Titre de la thèse : vers la compréhension des réponses de l’environnement côtier aux événements extrêmes dans un contexte de changement climatique

Encadrants : Guillaume Charria et Romaric Verney (DYNEC0, Ifremer)

Financements : demi bourses IFREMER et région Bretagne

Date de début : 01/10/2020

Résumé: L’environnement côtier est directement sous influence des changements climatiques naturels et anthropiques. Parmi les effets de ces changements, l’occurrence des évènements hydro-météorologiques extrêmes (e.g. tempêtes, fortes dépressions, fortes précipitations/sécheresses) est un indicateur des évolutions et des contraintes que subit l’océan côtier. Ces phénomènes côtiers extrêmes sont de plus en plus intenses (Special Report on the Ocean and Cryosphere in a Changing Climate, IPCC, 2019) et impactent directement les environnements physiques (stratification et mélange, propriétés hydrologiques, circulation) et, par conséquent, conditionnent les réponses de l’écosystème à ces processus (e.g. vagues et surcotes, vagues de chaleur marines, stratifications halines et/ou thermiques, crues/étiages).

Le golfe de Gascogne et la Manche sont des régions sous l’influence directe de ces évènements extrêmes.
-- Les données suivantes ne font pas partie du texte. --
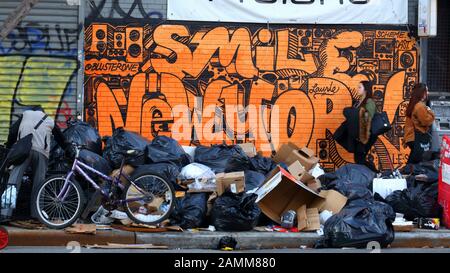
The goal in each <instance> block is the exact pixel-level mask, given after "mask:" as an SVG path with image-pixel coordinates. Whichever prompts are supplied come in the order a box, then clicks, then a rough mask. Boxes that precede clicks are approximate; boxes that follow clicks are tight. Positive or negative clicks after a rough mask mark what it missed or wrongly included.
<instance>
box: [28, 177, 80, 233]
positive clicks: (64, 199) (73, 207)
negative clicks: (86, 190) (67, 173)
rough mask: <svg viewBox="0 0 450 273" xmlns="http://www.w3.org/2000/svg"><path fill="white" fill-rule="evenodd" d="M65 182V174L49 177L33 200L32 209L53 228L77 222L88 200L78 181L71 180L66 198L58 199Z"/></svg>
mask: <svg viewBox="0 0 450 273" xmlns="http://www.w3.org/2000/svg"><path fill="white" fill-rule="evenodd" d="M64 183H65V177H64V176H53V177H50V178H48V179H47V180H46V181H45V182H44V184H42V186H41V187H40V189H39V190H38V193H37V195H36V197H35V199H34V200H33V202H32V204H33V207H32V210H33V211H34V213H35V215H36V216H37V217H38V219H39V221H40V222H41V223H43V224H44V225H46V226H47V227H49V228H52V229H63V228H66V227H68V226H71V225H72V224H73V223H75V221H76V220H78V218H79V217H80V214H81V212H82V211H83V207H84V204H85V202H86V200H85V196H84V194H83V190H82V189H81V186H80V184H78V182H76V181H69V186H68V188H67V191H66V194H65V198H64V200H58V199H57V197H58V195H59V193H60V192H61V190H62V188H63V186H64Z"/></svg>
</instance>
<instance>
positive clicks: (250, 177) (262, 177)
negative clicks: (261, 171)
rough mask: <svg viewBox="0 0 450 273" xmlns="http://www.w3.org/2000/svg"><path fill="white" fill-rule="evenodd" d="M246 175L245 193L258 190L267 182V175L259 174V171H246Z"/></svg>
mask: <svg viewBox="0 0 450 273" xmlns="http://www.w3.org/2000/svg"><path fill="white" fill-rule="evenodd" d="M244 174H245V191H246V192H249V191H254V190H256V189H257V188H259V186H261V185H262V184H263V183H264V181H265V180H266V177H265V175H264V174H262V173H260V172H257V171H252V170H246V171H245V172H244Z"/></svg>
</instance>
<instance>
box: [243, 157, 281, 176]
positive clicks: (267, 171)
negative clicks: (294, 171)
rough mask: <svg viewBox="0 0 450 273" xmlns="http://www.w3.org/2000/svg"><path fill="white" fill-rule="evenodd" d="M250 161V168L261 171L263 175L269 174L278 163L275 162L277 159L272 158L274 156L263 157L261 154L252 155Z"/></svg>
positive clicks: (259, 172) (251, 169) (260, 171)
mask: <svg viewBox="0 0 450 273" xmlns="http://www.w3.org/2000/svg"><path fill="white" fill-rule="evenodd" d="M249 162H250V169H251V170H252V171H256V172H259V173H261V174H263V175H267V174H268V173H270V172H271V171H272V170H273V169H275V168H276V167H277V164H276V163H275V161H273V160H272V158H270V157H263V156H261V155H256V156H254V157H251V158H250V159H249Z"/></svg>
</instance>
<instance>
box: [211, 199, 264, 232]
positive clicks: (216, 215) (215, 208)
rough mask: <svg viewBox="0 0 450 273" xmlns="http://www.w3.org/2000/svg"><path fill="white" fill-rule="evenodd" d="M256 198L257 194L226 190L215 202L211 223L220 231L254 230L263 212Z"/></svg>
mask: <svg viewBox="0 0 450 273" xmlns="http://www.w3.org/2000/svg"><path fill="white" fill-rule="evenodd" d="M256 198H258V196H257V195H256V194H246V193H240V194H234V193H232V192H225V193H224V194H223V195H221V196H219V197H217V199H216V201H215V202H214V205H213V208H212V211H211V224H212V225H214V227H215V228H216V229H217V230H219V231H250V230H252V229H253V228H254V227H256V225H257V224H258V217H259V215H260V214H261V210H260V209H259V207H258V205H257V204H256V203H255V200H256Z"/></svg>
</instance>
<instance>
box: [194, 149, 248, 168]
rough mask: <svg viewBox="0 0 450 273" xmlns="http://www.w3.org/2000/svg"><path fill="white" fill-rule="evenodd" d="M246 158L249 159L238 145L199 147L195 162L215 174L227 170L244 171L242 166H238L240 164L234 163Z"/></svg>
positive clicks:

Caractériser et comprendre voire anticiper les impacts de ces évènements extrêmes sur l’environnement côtier (physique, biogéochimique voir biologique) constitue un des enjeux majeurs lorsque sont évalués les impacts du changement climatique en milieu côtier.

Dans ce contexte, le projet mené au travers de ma thèse, vise à caractériser la réponse de l’environnement côtier aux évènements extrêmes, comprendre les processus associés et définir un ensemble d’indicateurs de cette réponse par une analyse des observations in situ (des réseaux d’observation nationaux) et des rejeux de simulations numériques associées. Sur la base d’une compréhension des processus hydrodynamiques côtiers, une démarche méthodologique commune sera conduite afin de caractériser et d’analyser trois situations présentant une signature de l’impact des évènements extrêmes, en s’appuyant sur des sources de données multiples. Il s’agira ainsi d’une part d’expliquer l’impact des évènements hydro-météorologiques extrêmes sur l’hydrologie (dessalures) et la dynamique phytoplanctonique de la rade de Brest ; quantifier les liens entre les évènements extrêmes et la dynamique sédimentaire en Baie de Seine (crues/étiages/tempêtes) et évaluer l’impact des évènements extrêmes sur la dynamique de l’oxygène de fond en Baie de Vilaine. Ces trois applications sont associées à trois paramètres indicateurs de l’écosystème (salinité, turbidité, oxygène) et s’articulent autour d’une démarche commune (même méthodologie) fondée sur la compréhension des processus hydrodynamiques côtiers en réponse aux évènements extrêmes hydro-météorologiques. Ces résultats permettront d’évaluer et de hiérarchiser les échelles de temps de ces relations pressions-impacts et de proposer des indicateurs pour l’identification des épisodes extrêmes et de leurs impacts sur l’environnement hydrodynamique et biogéochimique (température, salinité, turbidité, oxygène).